# How long does it take for a mare's milk to dry up?



## _jetset_ (13 October 2007)

Hannah weaned Troy just over a week ago... Her bag initially came up really big and hard, but has gone down a lot and is not more squashy and a bit saggy 
	
	
		
		
	


	




 However, she is still producing milk 
	
	
		
		
	


	





I sqeezed one of her teats tonight just to see, and there was quite a bit of milk in there... It was a bit more opaque than it was, but I wouldn't say it was yellowy or creamy as I believe to be a sign of mastitis. They are not tender to touch (I have had a good prod and poke) but as I said, it does like more opaque than I have noticed before.

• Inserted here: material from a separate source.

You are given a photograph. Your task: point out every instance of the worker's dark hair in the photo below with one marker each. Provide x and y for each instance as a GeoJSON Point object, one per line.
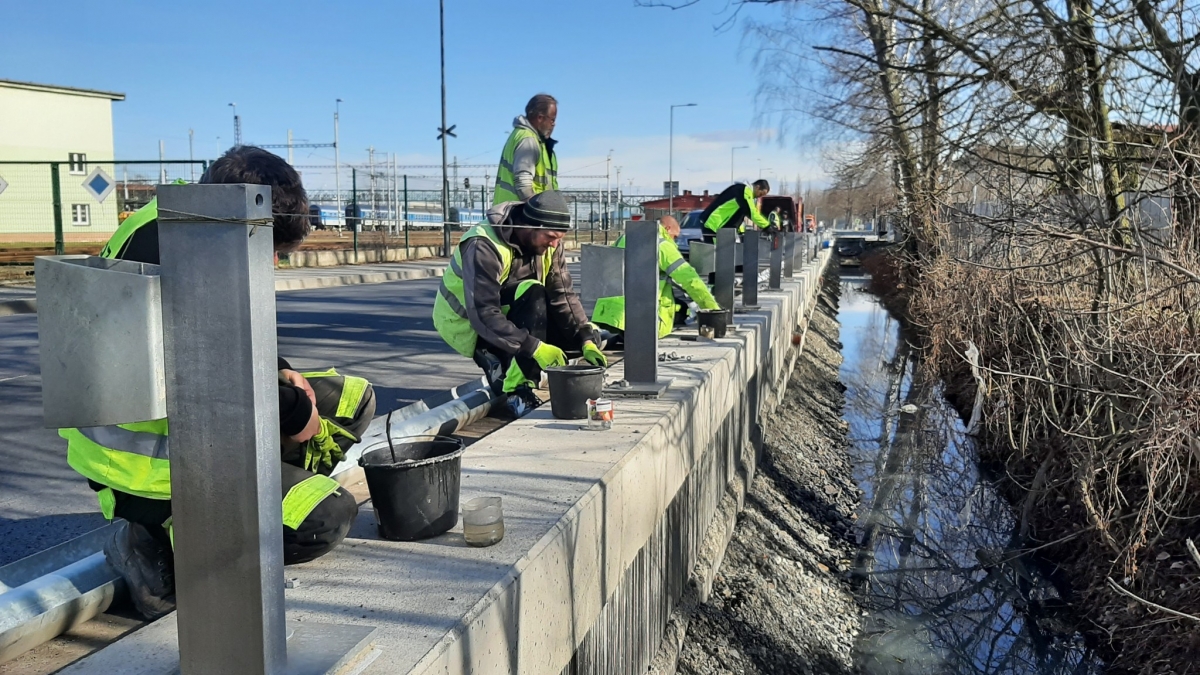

If it gets any worse, I will get the vet up to have a look... but I didn't know how long it can take for them to dry up. She is on her TopSpec (she gets spasmodic colic, and since starting on this she has not had it once) and hay at night when she is in. She is only out in the field for half a day at the moment because the fields are so wet where we are. 

Thanks,

Rebecca x


----------



## Tia (13 October 2007)

It depends on the individual horse, but I usually allow for about 6 weeks to be fully dry.  You are best not touching them either.


----------



## Anastasia (13 October 2007)

Becki it can take several weeks.................we tend to cut back on the feed slightly to encourage it to dry up.................try not to worry, it is just like humans...........it takes time..............


----------



## rabatsa (13 October 2007)

As the milk dries up it turns clear, that is normal. It can take a few weeks for the mare to stop secreting altogether.


----------



## _jetset_ (13 October 2007)

Thank you everyone... I just did not know how long it could take. 

This is the first time I have touched them, mainly because she had mud all over them (had been looning a bit in the field) and I was washing them down 
	
	
		
		
	


	





I'll not worry then for a while... she seems happy enough, and as I said they have gone down an awful lot since she first came back


----------



## S_N (13 October 2007)

It differs mare to mare.  I wouldn't say don't touch them, just don't try to stimulate the milk supply by milking them.  By touching them, you can discern the temperature and if they are hard or not - early signs of mastitis.  If you want you can add epsom salts to her feed.


----------



## _jetset_ (13 October 2007)

They are warm, but then the rest of her body is, so I go off that more than anything. Also, they are slightly hard at the top, but they were hard all over when she first came back, but now all the bottom bit and the teats are saggy 
	
	
		
		
	


	





What do epsom salts do? And where would I get them?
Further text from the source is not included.